Con un governo che garantisce la stabilità sino all'arrivo del prossimo, il possibile dramma di un risultato elettorale alla tedesca rientra nella fisiologia istituzionale e il tempo che - dopo il 4 marzo - servirà per mettere su una maggioranza e un governo non scorrerà senza un esecutivo in grado di guidare il Paese e i rappresentarlo nei vertici internazionali. Gentiloni ieri in conferenza stampa ha sottolineato un altro concetto caro a Mattarella. Ovvero che la legge elettorale non indica un candidato premier. In un sistema parlamentare come il nostro significa che l'incarico per formare un governo non è detto lo abbia chi arriva primo, ma chi ha più chance di costruire una maggioranza in Parlamento. Il sentiero che Mattarella e Gentiloni hanno costruito nell'anno di governo e dopo la brutta sconfitta referendaria punta a salvaguardare l'unica possibilità di riserva che può avere il Paese in caso di tempi lunghi o di stallo.

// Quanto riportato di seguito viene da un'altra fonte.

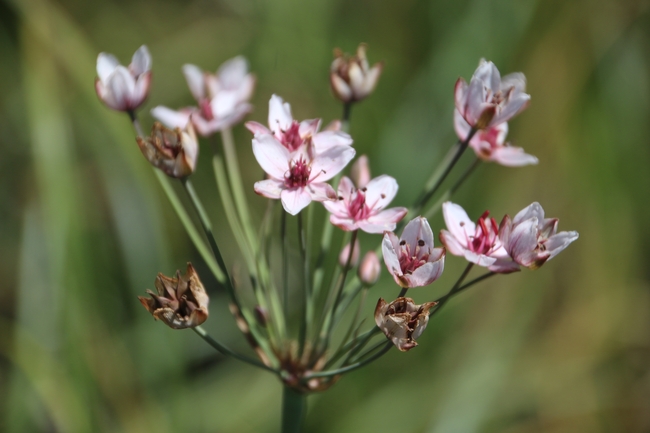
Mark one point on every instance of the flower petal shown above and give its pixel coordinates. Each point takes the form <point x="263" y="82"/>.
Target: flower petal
<point x="141" y="61"/>
<point x="279" y="114"/>
<point x="171" y="118"/>
<point x="380" y="191"/>
<point x="195" y="81"/>
<point x="329" y="163"/>
<point x="295" y="199"/>
<point x="327" y="139"/>
<point x="270" y="188"/>
<point x="272" y="156"/>
<point x="106" y="64"/>
<point x="458" y="223"/>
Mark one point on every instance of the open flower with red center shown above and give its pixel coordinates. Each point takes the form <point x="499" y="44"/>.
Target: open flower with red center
<point x="402" y="321"/>
<point x="364" y="208"/>
<point x="222" y="98"/>
<point x="479" y="243"/>
<point x="298" y="177"/>
<point x="412" y="259"/>
<point x="531" y="239"/>
<point x="293" y="134"/>
<point x="489" y="144"/>
<point x="489" y="99"/>
<point x="123" y="88"/>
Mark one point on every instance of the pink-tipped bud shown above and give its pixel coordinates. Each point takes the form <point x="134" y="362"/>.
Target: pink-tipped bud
<point x="370" y="269"/>
<point x="360" y="172"/>
<point x="345" y="255"/>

Un percorso che lascia l'attuale esecutivo nel pieno esercizio delle sue funzioni anche dopo l'insediamento delle Camere il 23 marzo. Basta osservare che, per strane coincidenze da calendario, proprio il 23 marzo a Bruxelles si riunisce il Consiglio europeo per discutere un tema non da poco come il piano franco-tedesco di rilancio dell'Europa. Gli appuntamenti europei, come l'emergenza sbarchi o la missione in Niger o la preparazione del Def che va fatta dopo una forte interlocuzione con Bruxelles, sono solo alcuni dei motivi che hanno spinto il Quirinale a preservare il più possibile l'attuale governo. In questo modo si stempera la preoccupazione per il dopo voto, dovuta alla crisi dei partiti tradizionali e al sorgere di forze populiste. D'altra parte si tratta dell'esperienza che per lungi mesi ha fatto la Spagna e che ora sta facendo la Germania. Esempi che ieri mattina non a caso Gentiloni ha citato sottolineando con ironia «l'italianizzazione» che hanno subito questi paesi in fatto di instabilità «senza però avere i politici italiani». Dopo il voto non si tratta quindi di mettere su un governo del presidente, ma un governo politico che abbia una solida maggioranza per andare avanti o, in caso di stallo, un governo in grado di risolvere il problema della governabilità. E Gentiloni, che non si considera una riserva della Repubblica, sembra avere non poche chance nella seconda ipotesi.